Çin’de Türk ve Müslüman oldukları için soykırımı tehdidi altında yaşayan Uygurlar’a elimizi uzatamamanın acısını yaşayanlardanız. Uygurlar, Çin Ulusunun içinde özerk ve özel haklara sahip bir toplumdurlar. Çin, BM Güvenlik Konseyinde daimi üye olduğuna göre Uygurlar da Güvenlik Konseyinin bir parçasıdırlar demek, ancak Çin Devleti olarak. Tıpkı bizim de “Kıbrıs” adı altında AB üyesi olduğu farz edilen “sözde var olan”, gerçekte 1963’den bu yana adı Rumlar tarafından gasp edilmiş “namevcut  Kıbrıs Cumhuriyetinin” bir parçası addedildiğimiz gibi! 1960 Antlaşmalarındaki hak ve yetkilerimiz, fiili ve etkin garantilerle sağlama bağlandığını sandığımız egemenlikteki ve bağımsızlıktaki eşit haklarımız Uygurların özerkliğinden daha etkin, daha sağlamdı. Ancak bu haklar ayrı egemenliğe dayanmadığı için sayıca çoğunlukta olan Rum ortak “ben böyle ortaklık tanımıyorum; bunun işlevliği yoktur” deyip bu çıkışını “Türk azınlık isyan etti” yalanına da dayayınca 45 yıldır çektiğimizi bir biz biliyoruz, bir de Allah.
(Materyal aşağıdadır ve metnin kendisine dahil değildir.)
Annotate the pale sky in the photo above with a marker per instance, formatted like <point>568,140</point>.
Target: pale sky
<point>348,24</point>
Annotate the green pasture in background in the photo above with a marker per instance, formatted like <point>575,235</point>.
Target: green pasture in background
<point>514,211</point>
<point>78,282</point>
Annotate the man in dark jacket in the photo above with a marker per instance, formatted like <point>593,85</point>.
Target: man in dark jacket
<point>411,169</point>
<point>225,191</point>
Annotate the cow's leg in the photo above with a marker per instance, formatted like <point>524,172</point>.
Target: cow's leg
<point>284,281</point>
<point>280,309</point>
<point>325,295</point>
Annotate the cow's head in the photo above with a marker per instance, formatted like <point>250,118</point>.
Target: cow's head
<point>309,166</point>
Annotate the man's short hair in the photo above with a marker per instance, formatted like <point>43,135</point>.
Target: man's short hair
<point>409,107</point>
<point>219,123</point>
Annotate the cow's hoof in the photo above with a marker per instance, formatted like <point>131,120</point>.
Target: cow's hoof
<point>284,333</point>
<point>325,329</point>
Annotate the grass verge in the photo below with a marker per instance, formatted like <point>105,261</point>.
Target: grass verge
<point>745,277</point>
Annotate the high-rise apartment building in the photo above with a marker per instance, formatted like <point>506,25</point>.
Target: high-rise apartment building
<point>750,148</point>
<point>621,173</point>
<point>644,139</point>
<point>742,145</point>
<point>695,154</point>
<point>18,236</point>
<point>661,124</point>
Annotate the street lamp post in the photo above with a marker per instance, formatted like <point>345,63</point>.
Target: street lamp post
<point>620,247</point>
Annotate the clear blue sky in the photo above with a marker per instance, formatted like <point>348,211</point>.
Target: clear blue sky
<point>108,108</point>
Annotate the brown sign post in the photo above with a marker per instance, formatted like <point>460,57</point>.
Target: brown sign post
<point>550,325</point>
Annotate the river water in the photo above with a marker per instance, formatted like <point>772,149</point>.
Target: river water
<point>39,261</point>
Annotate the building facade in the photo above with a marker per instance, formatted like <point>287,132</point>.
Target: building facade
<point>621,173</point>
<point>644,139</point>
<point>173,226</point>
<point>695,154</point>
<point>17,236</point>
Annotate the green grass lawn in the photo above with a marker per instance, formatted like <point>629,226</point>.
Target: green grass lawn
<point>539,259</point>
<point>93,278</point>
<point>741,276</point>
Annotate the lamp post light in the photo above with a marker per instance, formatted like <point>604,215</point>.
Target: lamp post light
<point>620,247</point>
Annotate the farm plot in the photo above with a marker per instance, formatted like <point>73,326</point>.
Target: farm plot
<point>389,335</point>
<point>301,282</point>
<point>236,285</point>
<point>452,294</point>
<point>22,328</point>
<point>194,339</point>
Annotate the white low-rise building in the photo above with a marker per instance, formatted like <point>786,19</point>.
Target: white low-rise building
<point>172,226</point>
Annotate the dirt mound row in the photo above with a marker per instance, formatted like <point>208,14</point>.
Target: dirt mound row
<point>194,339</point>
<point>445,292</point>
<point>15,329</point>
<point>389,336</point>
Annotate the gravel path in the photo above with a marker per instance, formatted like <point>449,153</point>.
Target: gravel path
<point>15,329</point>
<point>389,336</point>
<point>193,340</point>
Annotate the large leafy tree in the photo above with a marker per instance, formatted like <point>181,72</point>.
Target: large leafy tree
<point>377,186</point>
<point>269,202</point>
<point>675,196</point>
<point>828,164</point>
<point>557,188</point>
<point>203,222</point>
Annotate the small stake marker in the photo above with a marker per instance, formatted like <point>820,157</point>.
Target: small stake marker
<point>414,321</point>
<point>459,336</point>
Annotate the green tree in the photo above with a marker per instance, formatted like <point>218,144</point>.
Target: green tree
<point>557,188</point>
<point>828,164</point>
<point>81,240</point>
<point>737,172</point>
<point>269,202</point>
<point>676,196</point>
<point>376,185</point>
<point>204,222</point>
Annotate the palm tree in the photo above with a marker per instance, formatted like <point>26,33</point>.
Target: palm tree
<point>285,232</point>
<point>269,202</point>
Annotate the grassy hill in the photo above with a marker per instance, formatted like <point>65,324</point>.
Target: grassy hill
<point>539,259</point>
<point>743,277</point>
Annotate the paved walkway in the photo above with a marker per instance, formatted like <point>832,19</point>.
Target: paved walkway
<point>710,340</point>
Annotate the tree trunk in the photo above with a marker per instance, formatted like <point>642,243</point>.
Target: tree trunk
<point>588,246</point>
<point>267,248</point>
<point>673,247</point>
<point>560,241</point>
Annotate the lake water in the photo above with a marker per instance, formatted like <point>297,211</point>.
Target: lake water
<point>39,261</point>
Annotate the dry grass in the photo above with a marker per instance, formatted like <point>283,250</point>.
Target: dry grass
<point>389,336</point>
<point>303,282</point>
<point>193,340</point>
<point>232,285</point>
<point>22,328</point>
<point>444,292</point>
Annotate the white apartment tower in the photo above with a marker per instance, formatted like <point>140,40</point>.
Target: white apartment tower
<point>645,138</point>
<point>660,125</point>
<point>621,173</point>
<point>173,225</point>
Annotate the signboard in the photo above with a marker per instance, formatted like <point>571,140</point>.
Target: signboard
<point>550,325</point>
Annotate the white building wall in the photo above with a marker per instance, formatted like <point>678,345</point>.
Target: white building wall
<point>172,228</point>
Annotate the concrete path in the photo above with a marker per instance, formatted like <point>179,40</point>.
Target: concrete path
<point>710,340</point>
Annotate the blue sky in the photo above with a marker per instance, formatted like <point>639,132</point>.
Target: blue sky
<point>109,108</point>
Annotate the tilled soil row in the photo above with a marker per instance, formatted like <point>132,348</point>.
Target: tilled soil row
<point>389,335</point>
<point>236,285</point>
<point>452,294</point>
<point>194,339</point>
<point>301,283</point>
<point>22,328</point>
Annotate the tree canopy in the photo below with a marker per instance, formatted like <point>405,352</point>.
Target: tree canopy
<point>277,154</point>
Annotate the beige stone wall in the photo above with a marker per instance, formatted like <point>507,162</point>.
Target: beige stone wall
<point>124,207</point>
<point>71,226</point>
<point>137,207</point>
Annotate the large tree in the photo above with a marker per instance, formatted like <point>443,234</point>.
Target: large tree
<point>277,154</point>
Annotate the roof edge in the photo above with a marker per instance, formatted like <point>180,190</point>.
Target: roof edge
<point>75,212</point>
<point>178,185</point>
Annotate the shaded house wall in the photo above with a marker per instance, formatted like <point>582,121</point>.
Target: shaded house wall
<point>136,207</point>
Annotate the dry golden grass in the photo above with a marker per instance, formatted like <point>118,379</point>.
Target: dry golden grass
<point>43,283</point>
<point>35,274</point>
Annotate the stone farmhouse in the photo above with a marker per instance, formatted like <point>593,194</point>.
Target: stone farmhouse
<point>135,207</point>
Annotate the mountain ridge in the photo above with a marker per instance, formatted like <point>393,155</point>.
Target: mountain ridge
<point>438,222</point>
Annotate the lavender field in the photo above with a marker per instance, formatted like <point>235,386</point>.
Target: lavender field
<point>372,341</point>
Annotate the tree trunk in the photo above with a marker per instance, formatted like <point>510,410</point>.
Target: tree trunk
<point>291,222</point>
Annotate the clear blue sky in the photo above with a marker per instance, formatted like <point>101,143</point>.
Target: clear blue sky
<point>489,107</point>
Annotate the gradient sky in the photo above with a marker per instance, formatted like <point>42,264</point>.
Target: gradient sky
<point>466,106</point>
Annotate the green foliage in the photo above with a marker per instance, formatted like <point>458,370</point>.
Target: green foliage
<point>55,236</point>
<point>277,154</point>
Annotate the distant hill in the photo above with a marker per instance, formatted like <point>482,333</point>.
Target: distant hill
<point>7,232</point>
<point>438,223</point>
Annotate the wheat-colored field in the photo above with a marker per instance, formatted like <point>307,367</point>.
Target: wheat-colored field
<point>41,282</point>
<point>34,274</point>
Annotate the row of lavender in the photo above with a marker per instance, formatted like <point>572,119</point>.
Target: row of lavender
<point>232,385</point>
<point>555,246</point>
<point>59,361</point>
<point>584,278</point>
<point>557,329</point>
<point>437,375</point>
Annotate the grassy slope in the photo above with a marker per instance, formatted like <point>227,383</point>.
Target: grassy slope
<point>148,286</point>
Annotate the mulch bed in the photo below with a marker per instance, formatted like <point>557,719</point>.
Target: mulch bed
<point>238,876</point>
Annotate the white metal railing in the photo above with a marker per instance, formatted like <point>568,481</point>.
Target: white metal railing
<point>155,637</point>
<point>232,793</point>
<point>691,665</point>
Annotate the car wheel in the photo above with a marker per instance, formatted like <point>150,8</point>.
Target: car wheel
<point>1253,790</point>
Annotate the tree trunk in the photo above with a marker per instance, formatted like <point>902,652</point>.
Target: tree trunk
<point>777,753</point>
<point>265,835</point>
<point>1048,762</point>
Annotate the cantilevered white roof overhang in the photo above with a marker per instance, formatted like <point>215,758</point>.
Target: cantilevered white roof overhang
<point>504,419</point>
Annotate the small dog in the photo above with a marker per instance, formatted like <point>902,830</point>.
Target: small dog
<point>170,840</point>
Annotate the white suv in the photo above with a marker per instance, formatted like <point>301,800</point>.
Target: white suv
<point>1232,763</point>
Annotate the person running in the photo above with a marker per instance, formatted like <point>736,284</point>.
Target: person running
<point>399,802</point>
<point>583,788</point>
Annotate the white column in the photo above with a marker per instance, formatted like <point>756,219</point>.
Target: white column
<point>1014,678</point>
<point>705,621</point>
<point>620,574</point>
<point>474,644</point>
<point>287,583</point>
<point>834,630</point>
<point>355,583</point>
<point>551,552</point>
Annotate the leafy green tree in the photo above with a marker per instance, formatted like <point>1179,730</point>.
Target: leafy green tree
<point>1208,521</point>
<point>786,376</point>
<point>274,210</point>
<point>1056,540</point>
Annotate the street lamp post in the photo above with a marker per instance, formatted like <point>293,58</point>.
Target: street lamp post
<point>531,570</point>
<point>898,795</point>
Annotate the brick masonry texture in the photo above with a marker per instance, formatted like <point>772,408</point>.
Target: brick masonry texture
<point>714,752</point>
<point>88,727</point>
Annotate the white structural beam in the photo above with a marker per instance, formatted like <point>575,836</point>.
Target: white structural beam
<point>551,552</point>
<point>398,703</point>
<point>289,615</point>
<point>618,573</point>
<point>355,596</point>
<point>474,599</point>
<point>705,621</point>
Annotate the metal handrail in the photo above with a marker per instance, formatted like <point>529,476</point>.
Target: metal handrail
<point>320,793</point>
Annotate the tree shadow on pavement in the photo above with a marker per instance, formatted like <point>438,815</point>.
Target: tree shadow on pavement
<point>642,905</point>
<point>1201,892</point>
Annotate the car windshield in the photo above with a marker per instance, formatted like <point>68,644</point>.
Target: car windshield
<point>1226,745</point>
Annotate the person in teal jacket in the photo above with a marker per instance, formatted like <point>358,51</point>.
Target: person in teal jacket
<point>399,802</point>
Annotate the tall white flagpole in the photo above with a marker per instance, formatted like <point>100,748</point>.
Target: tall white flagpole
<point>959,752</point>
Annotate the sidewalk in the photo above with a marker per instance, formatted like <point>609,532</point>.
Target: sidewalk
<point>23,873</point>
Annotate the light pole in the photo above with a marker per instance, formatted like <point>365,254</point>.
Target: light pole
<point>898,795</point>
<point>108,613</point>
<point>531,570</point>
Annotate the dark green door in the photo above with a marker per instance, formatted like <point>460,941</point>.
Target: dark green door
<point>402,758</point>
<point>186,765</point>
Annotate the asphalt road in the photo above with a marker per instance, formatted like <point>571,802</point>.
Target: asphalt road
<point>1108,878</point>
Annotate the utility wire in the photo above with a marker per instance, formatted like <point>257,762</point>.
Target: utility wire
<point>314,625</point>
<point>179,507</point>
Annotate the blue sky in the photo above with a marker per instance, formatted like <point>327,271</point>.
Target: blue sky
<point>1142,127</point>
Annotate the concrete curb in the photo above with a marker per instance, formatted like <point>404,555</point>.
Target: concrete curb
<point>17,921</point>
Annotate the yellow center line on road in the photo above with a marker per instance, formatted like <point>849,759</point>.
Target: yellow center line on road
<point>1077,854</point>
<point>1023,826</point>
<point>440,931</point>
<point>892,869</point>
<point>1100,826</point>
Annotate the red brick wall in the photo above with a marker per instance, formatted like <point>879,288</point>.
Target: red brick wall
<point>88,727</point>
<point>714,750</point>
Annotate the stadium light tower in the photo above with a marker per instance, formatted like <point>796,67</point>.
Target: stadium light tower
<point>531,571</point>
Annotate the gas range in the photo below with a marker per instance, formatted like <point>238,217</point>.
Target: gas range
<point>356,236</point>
Uygurlar da zaman zaman Çinli kardeşlerinin hışmına uğramışlardır. Türk ve Müslüman olmanın diyetini ödemişlerdir ve hâlâ da ödemektedirler.
Rum liderliği sanki bir Kıbrıs Milleti varmış ve bu milletin meşru hükümeti kendileriymiş gibi bir hava yaratmayı başarmışlardır. Bu kısmen büyük devletlerin kendi “büyük” çıkarları için Kıbrıs’taki gerçekleri görmek istememelerinden kaynaklanan çürük ve temelsiz bir başarıdır. Kıbrıs meselesine teşhis konmamasının nedeni de Büyük devletlerin gerçekler karşısında mahcup olmak istememelerindendir. Meseleye gerçekçi açıdan bakarak tarafsız bir değerlendirme yapmış olsalardı Kıbrıs meselesi denilen Rum-Yunan icadı bu mesele çoktan halledilmiş olurdu. Emin olunuz ki, Rum’un yaptıklarını biz onlara yapmış olsaydık, “büyük ve adil devletler” ile onların kontrolündeki BM Güvenlik Konseyi bize çoktan “siz Kıbrıs’ın tümüne hükmetme hakkına sahip değilsiniz; siz asi bir ortaksınız; gaspçısınız; insan haklarını çiğnemiş bulunuyorsunuz; insanlığa karşı suç da işlediniz; şu toplu mezarlara bakınız” diyerek meseleyi birkaç ay içinde hallederlerdi. Nasıl mı? Taraflara eşit davranarak ve suçludan yana olmayarak! 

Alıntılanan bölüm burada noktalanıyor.